Ethics Bulletin To Camden, New Jersey: Money Isn’t The Solution To Everything

Just pay him to come to school, and he'll be a model student. No, really!

It’s not that surprising that the people who run the city of Camden think that money is the panacea to every problem. After all, that is the predominant message sent by our leaders in Washington, the media and the popular culture. Still, Camden’s new policy of  rewarding selected high school students $100 each to go to school in the first three weeks of the year displays ethical obtuseness rare even for school systems.

The idea is to fight truancy with a new program called I Can End Truancy (ICE-T). To receive their promised C-note, each of 66 targeted students must attend classes as well as conflict-resolution and anger-management workshops for the first three weeks of school. “We had talked about it [truancy] for a long time,” Camden Mayor Dana Redd told reporters. “We wanted to come up with an innovative model.” The required state minimum attendance rate is 90 percent, and Camden is threatening to miss it. After all, it’s the statistics that count, not whether the students actually pay attention in school, or learn anything. If this plan doesn’t work, presumably Camden will bring the required number of children to school at gunpoint, and drug them unconscious until the bell sounds.

If it does work, however (meaning that Camden meets its truancy minimum, not that its students actually learn anything), we can expect similar initiatives in Camden, like paying its top 66 tax evaders to file a return, or paying its top 66 muggers to lay off for the first three weeks of the mugging season.

I wonder what the runner-up plan was, since the criteria had to be “dumbest, most counter productive anti-truancy plan on the face of the earth.” Hiding recreational drugs in the school lockers, perhaps?
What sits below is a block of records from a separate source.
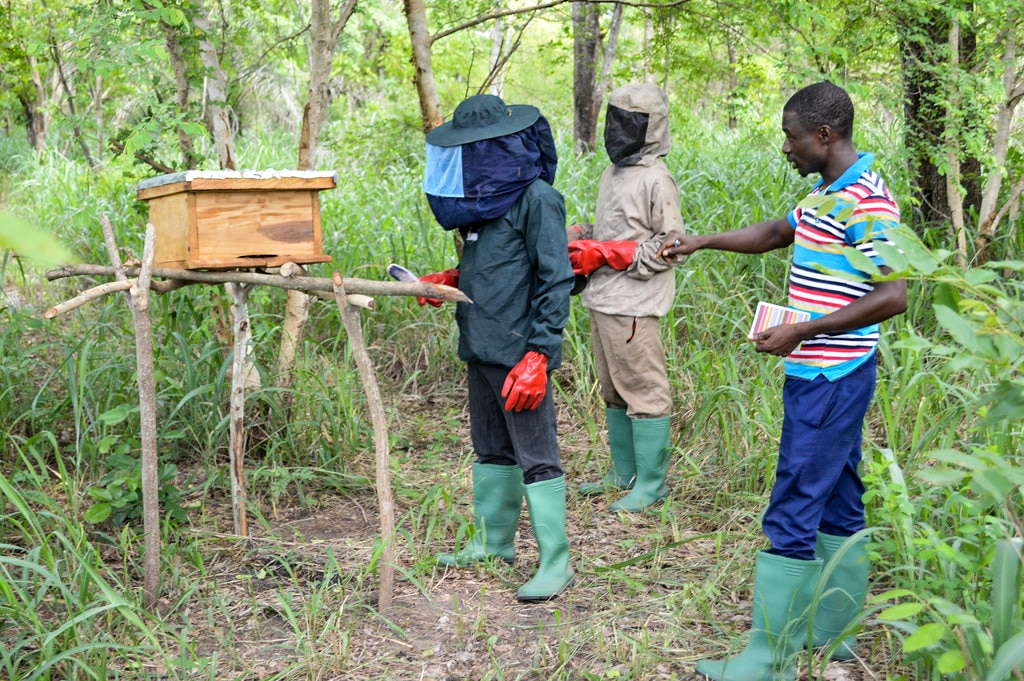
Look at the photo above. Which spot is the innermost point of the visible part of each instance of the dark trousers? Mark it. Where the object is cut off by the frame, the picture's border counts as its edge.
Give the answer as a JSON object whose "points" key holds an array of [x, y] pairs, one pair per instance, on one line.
{"points": [[817, 485], [527, 438]]}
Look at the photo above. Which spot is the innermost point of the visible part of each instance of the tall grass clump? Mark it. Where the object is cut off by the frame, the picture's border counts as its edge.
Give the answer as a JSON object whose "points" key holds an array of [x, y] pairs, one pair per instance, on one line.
{"points": [[949, 506], [62, 612]]}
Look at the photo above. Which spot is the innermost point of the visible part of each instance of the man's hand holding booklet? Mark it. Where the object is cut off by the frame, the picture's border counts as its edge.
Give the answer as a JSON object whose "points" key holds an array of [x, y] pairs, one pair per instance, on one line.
{"points": [[768, 315]]}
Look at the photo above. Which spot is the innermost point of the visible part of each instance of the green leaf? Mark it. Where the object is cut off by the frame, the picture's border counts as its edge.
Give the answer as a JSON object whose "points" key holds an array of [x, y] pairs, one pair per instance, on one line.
{"points": [[926, 635], [116, 415], [1009, 657], [1006, 590], [1017, 265], [98, 512], [950, 661], [962, 331]]}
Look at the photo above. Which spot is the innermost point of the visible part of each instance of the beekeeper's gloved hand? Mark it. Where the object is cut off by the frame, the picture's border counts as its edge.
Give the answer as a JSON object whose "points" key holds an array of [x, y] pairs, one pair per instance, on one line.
{"points": [[448, 278], [526, 383], [587, 255]]}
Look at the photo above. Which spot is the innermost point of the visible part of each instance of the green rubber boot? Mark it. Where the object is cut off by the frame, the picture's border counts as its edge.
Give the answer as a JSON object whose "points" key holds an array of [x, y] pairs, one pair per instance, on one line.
{"points": [[843, 594], [783, 589], [623, 467], [650, 450], [497, 504], [546, 502]]}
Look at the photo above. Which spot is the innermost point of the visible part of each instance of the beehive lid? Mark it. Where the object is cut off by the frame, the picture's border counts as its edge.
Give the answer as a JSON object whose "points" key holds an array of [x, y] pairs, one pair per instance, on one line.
{"points": [[228, 180]]}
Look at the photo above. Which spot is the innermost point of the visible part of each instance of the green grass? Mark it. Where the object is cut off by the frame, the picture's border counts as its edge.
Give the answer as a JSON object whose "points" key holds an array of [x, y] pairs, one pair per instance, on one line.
{"points": [[654, 591]]}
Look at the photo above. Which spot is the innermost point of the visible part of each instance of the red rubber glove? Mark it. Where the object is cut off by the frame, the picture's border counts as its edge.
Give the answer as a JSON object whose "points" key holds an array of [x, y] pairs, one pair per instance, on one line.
{"points": [[448, 278], [526, 383], [587, 255]]}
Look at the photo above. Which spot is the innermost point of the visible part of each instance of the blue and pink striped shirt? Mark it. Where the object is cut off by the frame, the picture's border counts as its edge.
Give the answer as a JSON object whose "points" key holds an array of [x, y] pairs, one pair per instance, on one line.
{"points": [[822, 279]]}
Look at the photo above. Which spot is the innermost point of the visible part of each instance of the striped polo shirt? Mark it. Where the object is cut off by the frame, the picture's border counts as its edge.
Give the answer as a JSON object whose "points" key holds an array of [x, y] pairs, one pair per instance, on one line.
{"points": [[822, 279]]}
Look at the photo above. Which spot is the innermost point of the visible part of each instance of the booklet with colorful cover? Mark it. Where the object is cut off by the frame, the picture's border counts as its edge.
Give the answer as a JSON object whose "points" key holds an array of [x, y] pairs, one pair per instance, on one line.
{"points": [[769, 314]]}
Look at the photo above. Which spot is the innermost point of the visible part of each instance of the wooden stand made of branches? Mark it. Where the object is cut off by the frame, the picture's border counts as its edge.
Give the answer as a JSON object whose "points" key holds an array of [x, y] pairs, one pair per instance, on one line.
{"points": [[350, 295]]}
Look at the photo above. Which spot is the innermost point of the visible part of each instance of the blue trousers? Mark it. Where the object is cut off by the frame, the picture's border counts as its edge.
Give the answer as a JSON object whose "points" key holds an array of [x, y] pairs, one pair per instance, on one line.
{"points": [[817, 485], [527, 438]]}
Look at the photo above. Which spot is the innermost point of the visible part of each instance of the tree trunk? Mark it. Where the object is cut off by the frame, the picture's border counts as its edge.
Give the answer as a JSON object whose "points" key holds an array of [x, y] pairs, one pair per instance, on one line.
{"points": [[990, 214], [218, 112], [586, 46], [430, 108], [926, 90], [181, 88], [325, 40]]}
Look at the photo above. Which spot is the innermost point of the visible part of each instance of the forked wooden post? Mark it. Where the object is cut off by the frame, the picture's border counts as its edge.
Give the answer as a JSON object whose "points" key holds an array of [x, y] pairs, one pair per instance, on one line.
{"points": [[350, 318], [138, 301], [240, 369]]}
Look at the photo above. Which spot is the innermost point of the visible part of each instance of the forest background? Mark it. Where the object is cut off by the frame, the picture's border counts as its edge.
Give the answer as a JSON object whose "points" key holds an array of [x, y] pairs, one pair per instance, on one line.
{"points": [[97, 96]]}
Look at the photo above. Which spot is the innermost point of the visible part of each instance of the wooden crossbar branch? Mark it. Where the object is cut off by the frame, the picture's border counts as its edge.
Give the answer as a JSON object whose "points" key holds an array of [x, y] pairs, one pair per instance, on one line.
{"points": [[349, 295]]}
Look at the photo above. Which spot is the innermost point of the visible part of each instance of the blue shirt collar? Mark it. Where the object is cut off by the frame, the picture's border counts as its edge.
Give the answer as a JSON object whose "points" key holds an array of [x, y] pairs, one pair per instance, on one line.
{"points": [[851, 175]]}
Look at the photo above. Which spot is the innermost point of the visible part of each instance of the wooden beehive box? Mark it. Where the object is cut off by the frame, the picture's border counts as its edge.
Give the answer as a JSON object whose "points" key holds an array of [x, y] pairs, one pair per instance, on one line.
{"points": [[231, 219]]}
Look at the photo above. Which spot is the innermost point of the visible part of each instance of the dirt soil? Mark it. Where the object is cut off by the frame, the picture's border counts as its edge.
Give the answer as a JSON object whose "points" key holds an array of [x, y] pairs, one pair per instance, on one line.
{"points": [[449, 625]]}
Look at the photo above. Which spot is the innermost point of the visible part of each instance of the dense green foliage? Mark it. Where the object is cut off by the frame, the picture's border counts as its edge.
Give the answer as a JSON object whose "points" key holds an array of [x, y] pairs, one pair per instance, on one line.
{"points": [[943, 443], [944, 437]]}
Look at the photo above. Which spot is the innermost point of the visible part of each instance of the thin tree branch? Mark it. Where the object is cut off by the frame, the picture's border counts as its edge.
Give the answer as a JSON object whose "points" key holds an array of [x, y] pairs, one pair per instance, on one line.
{"points": [[499, 13]]}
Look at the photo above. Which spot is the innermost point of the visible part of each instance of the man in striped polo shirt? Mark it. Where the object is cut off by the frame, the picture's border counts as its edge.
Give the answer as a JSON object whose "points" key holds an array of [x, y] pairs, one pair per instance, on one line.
{"points": [[816, 501]]}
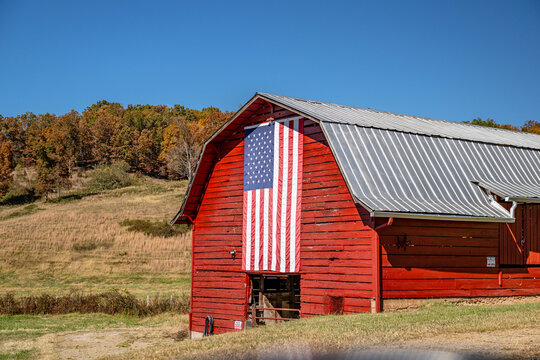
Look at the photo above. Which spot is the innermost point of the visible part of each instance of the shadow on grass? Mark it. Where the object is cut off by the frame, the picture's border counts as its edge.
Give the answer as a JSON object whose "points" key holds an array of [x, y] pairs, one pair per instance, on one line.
{"points": [[19, 199], [72, 197]]}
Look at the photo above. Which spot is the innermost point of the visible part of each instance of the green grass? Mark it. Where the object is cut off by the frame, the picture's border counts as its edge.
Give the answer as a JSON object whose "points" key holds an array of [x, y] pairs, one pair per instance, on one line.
{"points": [[18, 355], [155, 228], [331, 333], [27, 210], [27, 327], [140, 285]]}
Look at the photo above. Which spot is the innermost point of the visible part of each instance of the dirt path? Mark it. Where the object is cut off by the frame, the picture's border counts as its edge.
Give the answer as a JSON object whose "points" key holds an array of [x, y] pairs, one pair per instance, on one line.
{"points": [[522, 343]]}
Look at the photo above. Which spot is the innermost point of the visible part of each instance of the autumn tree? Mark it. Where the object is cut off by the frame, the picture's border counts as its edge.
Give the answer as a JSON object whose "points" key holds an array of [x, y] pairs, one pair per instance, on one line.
{"points": [[531, 126], [12, 128], [182, 144]]}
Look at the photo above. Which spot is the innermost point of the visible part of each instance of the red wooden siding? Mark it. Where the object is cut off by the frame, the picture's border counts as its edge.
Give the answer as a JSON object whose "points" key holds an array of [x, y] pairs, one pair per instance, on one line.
{"points": [[419, 258], [336, 238], [219, 288], [426, 258], [532, 234], [511, 250]]}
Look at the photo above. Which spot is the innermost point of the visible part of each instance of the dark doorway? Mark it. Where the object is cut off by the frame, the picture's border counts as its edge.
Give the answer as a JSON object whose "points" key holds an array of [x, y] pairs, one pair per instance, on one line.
{"points": [[273, 298]]}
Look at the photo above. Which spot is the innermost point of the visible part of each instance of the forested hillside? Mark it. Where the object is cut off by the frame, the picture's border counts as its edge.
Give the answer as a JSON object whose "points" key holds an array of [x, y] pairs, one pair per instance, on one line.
{"points": [[158, 141]]}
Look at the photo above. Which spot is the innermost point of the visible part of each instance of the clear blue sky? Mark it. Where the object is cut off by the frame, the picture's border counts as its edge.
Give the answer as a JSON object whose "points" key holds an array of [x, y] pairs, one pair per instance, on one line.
{"points": [[452, 60]]}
Giving free lap-dances to the boys who checked-in, and free, well, whatever it is that’s the equivalent of a lap dance to the girls? Could there be a worse idea?

The students with a history of skipping school are rewarded for doing what they are legally required to do, while the responsible, motivated kids get nothing but the satisfaction of fulfilling their obligations knowing that they are working hard, and the knowledge that the trouble-making students who have refused to do any of that are getting a bonus.

Brilliant! I wonder why those truant kids don’t think it’s worth their time to listen to these people.

Critics say the plan “sends the wrong message,” but they are mistaken: the plan sends lots of wrong messages. Let’s just hit the low points:

Message: “You’re a sap to do what you are supposed to do, because not doing it gets attention and cash.”

Message: “Never do the right thing without personal gain. If you don’t come out ahead, it’s the wrong thing.”

Message: “What matters is appearances, not substance. As long as you show up for school and count against truancy statistics, it doesn’t matter what you do there.”

Message: “Money is the best means of persuasion.”

Message: “Bribery works.”

Message: “Duty, accountability, responsibility and self-motivation are for dopes.”

Message: “The #1 rule of life is ‘Show me the money!”

Message: “The people in charge of the Camden government and  schools are desperate fools.”

At least one of those messages is worth learning..

4 thoughts on “Ethics Bulletin To Camden, New Jersey: Money Isn’t The Solution To Everything

  1. I live very close to Camden and sometimes volunteer there. I hadn’t heard about this yet. I think I’m going to write a strongly-worded letter to the editor of my local paper or something. I know it won’t make a difference though. This is what schools throughout the country have become. Make the stats look good at all costs. There are no consequences for the kids. They can do and learn absolutely nothing, but the teachers grade them on ridiculous curves and award them obscene amounts of grade points just for showing up. With the collective intelligence and work ethic ever-falling and the corporations sending the remainder of decent jobs overseas, this will be a third-world country in no time.